Dr Nikolaos Aletras, the lead researcher from UCL’s department of computer science, said “We don’t see AI replacing judges or lawyers, but we think they’d find it useful for rapidly identifying patterns in cases that lead to certain outcomes.” He added, “It could also be a valuable tool for highlighting which cases are most likely to be violations of the European convention on human rights.” An equal number of “violation” and “non-violation” cases were chosen for the study.

In the course of developing the programme the team found that judgments of the European court of human rights depends more on non-legal facts than purely legal arguments, suggesting that the court’s judges are more legal theory “realists” than “formalists”. The same is true of other high level courts, such as the US supreme court, according to previous studies. The most reliable factors for predicting European court of human rights decisions were found to be the language used as well as the topics and circumstances mentioned in the case texts.

The study corroborated the findings of other research on the factors that influenced the judgments of high level courts. Dr Vasileios Lampos, a UCL computer scientist, added “Previous studies have predicted outcomes based on the nature of the crime or the policy position of each judge, so this is the first time judgments have been predicted using analysis of text prepared by the court.” The findings by Aletras and his colleagues were published in the journal PeerJ Computer Science.

RLJ View

The terms “Robot Judge” or “Judgebot” are arguably not the best ways to frame the discussion of AI use in courts. The reality is that complex cases deal with extensive witness testimony and evidence, and also often lead to innovative legal interpretations and legal change. The application of AI in courts and in the work of judges will continue unabated, but we should not let our imaginations run away with us. There are certainly some ways AI will be of immediate and practical help:

  • In administration to streamline the court’s caseload. 
  • Giving insights into the range of valuable data coming before the judiciary. 
  • Supporting judges in organizing their material, finding jurisprudence, and assessing arguments. 
  • Assessing specific issues, such as the risk of recidivism in criminal cases.

Ultimately, however, these are ways AI acts as a support system, which still leaves the decision to humans. That said, we can see how such AI can have a big impact on the management and thereby influence the outcome of cases. There are borderline areas where, for instance, the AI provides a pattern in a large number of cases and judges may be wary of overriding such data in the specific case in front of them.

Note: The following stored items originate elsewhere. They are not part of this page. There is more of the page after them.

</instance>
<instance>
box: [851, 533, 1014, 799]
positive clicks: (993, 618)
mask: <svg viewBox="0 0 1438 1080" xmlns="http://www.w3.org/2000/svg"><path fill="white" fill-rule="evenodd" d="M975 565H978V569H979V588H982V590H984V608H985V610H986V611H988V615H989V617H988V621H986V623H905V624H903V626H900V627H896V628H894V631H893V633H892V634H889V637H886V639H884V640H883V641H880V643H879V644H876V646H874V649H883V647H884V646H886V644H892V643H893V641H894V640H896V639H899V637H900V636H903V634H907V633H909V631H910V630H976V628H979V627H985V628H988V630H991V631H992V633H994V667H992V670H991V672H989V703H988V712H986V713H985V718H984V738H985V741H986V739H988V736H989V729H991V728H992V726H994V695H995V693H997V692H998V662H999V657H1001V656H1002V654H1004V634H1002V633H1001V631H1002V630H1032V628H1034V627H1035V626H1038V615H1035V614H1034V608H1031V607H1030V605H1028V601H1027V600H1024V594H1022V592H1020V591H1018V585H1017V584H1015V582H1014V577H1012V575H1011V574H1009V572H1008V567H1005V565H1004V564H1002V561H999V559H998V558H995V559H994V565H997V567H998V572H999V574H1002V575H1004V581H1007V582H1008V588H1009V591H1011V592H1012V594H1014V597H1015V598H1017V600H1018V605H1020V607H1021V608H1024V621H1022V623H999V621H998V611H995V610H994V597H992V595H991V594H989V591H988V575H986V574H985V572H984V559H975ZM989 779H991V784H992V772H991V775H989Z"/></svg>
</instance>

This issue came up in a US recent case where a computer program used for bail and sentencing decisions was labeled biased against blacks, resulting in a debate on bias which is going to be one of the defining policy issues as deployment of AI increases. In the Loomis case, AI was used to evaluate individual defendants. The algorithm used was created and built into a system called “Correctional Offender Management Profiling for Alternative Sanctions” (Compas), by a company called Northpointe Inc. The algorithm indicated Mr. Loomis had “a high risk of violence, high risk of recidivism, [and] high pretrial risk.” This influenced the six-year sentence given, though the sentencing judges were advised to take note of the algorithm's limitations.

Recently, U.S. Chief Justice John Roberts was asked “Can you foresee a day when smart machines, driven with artificial intelligences, will assist with courtroom fact-finding or, more controversially even, judicial decision-making?” He answered, “It's a day that's here and it's putting a significant strain on how the judiciary goes about doing things.” There is perhaps some urgency required to address this strain and how issues are to be answered.